Canadian composer (1930–2023)

Ben Steinberg (22 January 1930 – 10 February 2023) was a Canadian composer, conductor, organist, and music educator. A member of the Canadian League of Composers and an associate of the Canadian Music Centre, he is known for his contributions to Jewish music. He has presented many programs of Jewish music (some featuring his own compositions) for the Canadian Broadcasting Corporation and has presented similar programs in lecture-recitals throughout Canada, the United States, Australia, and Japan. He has also contributed articles on Jewish music to a number of publications. Several of his original manuscripts and papers are held in the collection at the library of the University of Calgary.

Steinberg was a founding member of the Guild of Temple Musicians, an affiliate of the American Conference of Cantors. The GTM named their most prestigious award for young composers of Jewish music after Steinberg, the Ben Steinberg Young Composer Award. Steinberg was an honorary member of the American Conference of Cantors and a featured composer for Transcontinental Music Publications, the largest and oldest publisher of Jewish music.

Steinberg died on 10 February 2023, at the age of 93.

==Early life==
Born to Jewish parents in Winnipeg, Steinberg was the son of cantor and conductor Alexander Steinberg. By the age of eight he was singing as a soloist with his father's synagogue choir. He was a pupil of Samuel Dolin (piano), Weldon Kilburn (singing), and John Weinzweig (composition) at The Royal Conservatory of Music from 1948 to 1951 and 1957 to 1960. He also studied music education at the University of Toronto where he earned a Bachelor of Music in 1961.

==Career==
In 1950 Steinberg was appointed director of the music program at the school at Holy Blossom Temple in Toronto, a position he held until 1960 when he became the temple's music director. He remained in that post until he became music director at Temple Sinai in 1970. From 1953 to 1958 he taught at various public schools in the Toronto area. He became the head of the music department at Winston Churchill Collegiate Institute in 1961. He left there in 1964 to become the head of the music program at Forest Hill Collegiate Institute where he remained until 1986. In 1961 the Union of American Hebrew Congregations commissioned and published his method for youth choirs, Together Do They Sing.

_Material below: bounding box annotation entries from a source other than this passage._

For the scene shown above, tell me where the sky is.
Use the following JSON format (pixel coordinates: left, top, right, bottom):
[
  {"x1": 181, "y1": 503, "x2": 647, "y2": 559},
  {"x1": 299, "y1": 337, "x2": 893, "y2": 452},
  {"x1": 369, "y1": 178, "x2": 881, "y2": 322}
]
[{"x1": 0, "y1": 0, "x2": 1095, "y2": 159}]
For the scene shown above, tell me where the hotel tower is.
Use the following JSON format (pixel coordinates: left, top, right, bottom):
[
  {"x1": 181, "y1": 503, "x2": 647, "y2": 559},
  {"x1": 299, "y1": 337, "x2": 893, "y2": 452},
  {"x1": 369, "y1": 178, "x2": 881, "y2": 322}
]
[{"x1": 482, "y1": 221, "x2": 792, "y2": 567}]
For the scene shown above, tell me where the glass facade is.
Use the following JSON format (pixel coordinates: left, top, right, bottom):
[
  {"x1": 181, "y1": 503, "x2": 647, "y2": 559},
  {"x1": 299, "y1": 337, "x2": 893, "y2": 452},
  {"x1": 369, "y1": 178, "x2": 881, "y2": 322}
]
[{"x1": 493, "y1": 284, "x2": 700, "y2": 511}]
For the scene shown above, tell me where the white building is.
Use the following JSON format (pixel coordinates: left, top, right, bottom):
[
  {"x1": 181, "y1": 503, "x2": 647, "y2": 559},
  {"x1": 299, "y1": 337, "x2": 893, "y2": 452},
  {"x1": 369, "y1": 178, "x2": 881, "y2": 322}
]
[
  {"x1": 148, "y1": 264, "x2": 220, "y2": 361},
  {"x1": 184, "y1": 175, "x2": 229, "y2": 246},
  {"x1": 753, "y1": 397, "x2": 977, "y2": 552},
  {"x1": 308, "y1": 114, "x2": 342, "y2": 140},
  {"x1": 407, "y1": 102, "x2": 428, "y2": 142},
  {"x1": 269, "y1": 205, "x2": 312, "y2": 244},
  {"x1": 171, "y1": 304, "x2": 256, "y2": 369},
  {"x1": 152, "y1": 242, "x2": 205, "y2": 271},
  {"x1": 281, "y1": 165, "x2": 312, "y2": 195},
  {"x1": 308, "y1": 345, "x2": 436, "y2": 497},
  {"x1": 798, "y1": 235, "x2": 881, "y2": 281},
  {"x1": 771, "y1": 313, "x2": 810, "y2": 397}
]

During the 1960s Steinberg composed three sacred services which were published by Transcontinental Music. He later wrote two more services of which one was published in 1990. Transcontinental has also published several of Steinberg's choral, organ, orchestral, and vocal works, including The Vision of Isaiah (1970) for tenor, choir, and organ or instrumental ensemble; Yerushalayim (1973) for soprano, choir, and orchestra; and Echoes of Children (1979), a cantata for soloist, narrator, chorus, and orchestra. The latter composition was awarded the International Gabriel Award and was twice performed on nationally televised broadcasts on PBS in the United States.

In 1978 and 1980 Steinberg was the artist-in-residence for the city of Jerusalem. In 1980 Paul Brodie commissioned his Suite Sephardi and in 1983 his Suite for String Orchestra was commissioned by the Chamber Players of Toronto. In 1983 he won a composition award from the American Harp Society for his Suite for Flute, Viola and Harp (1981) and was awarded the Kavod Award of the Cantors Assembly. In 1989 baritone Richard Allen recorded several of his works on the cassette A Ben Steinberg Concert and in 1990 his Invocations was commissioned by Lawrence Cherney. He was commissioned to write a total of 18 compositions by temples, synagogues, and congregations in the USA between 1980 and 1991.